Les Hérétiques de Dune est un tome extrêmement dense, présentant de nombreux personnages ayant chacun leur symbolique dans un univers post-tyrannie. Leto II est mort, mais son spectre hante encore le monde développé par Herbert. Son Sentier d'Or a rendu une partie de l'humanité imprévisible, a provoqué la Grande Dispersion, mais toute libération entraine des excès et des tensions, c'est le coeur de ce tome.
Je suis toujours fasciné à la fois par la qualité de l'écriture de l'auteur (notamment quand les personnages pensent ou conversent), par la manière avec laquelle il façonne son univers littéraire, et par les nombreux traits d'esprit qu'on peut retrouver tout au long du roman.

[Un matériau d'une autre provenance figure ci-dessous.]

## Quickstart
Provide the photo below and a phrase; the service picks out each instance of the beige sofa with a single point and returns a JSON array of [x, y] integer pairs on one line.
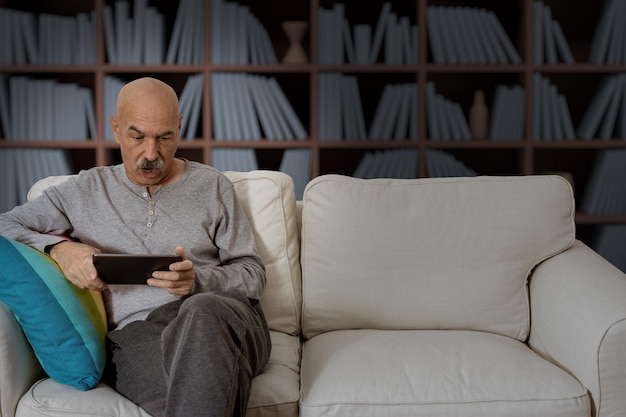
[[426, 297]]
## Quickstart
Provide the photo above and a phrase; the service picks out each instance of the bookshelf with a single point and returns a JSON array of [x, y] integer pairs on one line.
[[302, 84]]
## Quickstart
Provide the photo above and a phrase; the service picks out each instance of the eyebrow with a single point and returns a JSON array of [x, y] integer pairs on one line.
[[136, 129]]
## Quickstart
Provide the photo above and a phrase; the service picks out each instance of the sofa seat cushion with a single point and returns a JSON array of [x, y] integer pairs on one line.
[[428, 253], [275, 392], [432, 373]]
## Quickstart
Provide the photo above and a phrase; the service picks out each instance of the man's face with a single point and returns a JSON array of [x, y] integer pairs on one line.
[[148, 138]]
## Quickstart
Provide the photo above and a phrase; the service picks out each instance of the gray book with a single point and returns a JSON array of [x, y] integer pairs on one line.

Ce tome est rempli de réflexions sur comment gouverner, les structures figées face au chaos, les périodes politiques, la sexualité, le fanatisme, la manipulation de la foi, le piège du sacré, les écosystèmes, l'hérésie, la loyauté, la discipline, la recherche, l'histoire... au travers de différents organismes et individus qui agissent comme vecteurs de ces idées - sans être manichéens.
Mais cette force est aussi selon moi liée à la grosse faiblesse de ce cinquième opus : le manque de cadre. Plus que jamais, Les Hérétiques de Dune apparaît comme un élément d'une saga plus qu'une oeuvre littéraire à part entière, avec une fin très (trop) ouverte et une multiplication des enjeux qui dénote complètement du précédent tome qui était beaucoup plus singulier et s'articulait autour d'une trame plus profonde et plus travaillée. Plein de scènes du bouquin m'ont fait sourire, ou m'ont fait réfléchir sur les thèmes évoqués précédemment, mais je regrette un peu le manque de vision artistique globale et de force de proposition qui faisaient la force de L'Empereur-Dieu de Dune - meilleur tome de la saga selon moi. Disons que même si on a une toile de fond sur la manipulation des croyances et sur l'opposition entre les structures traditionnelles et le chaos / la Dispersion, on se perd un peu trop dans la volonté de créer un Univers détaillé qui multiplie les points de vue et qui se concentre un peu trop sur comment développer son lore.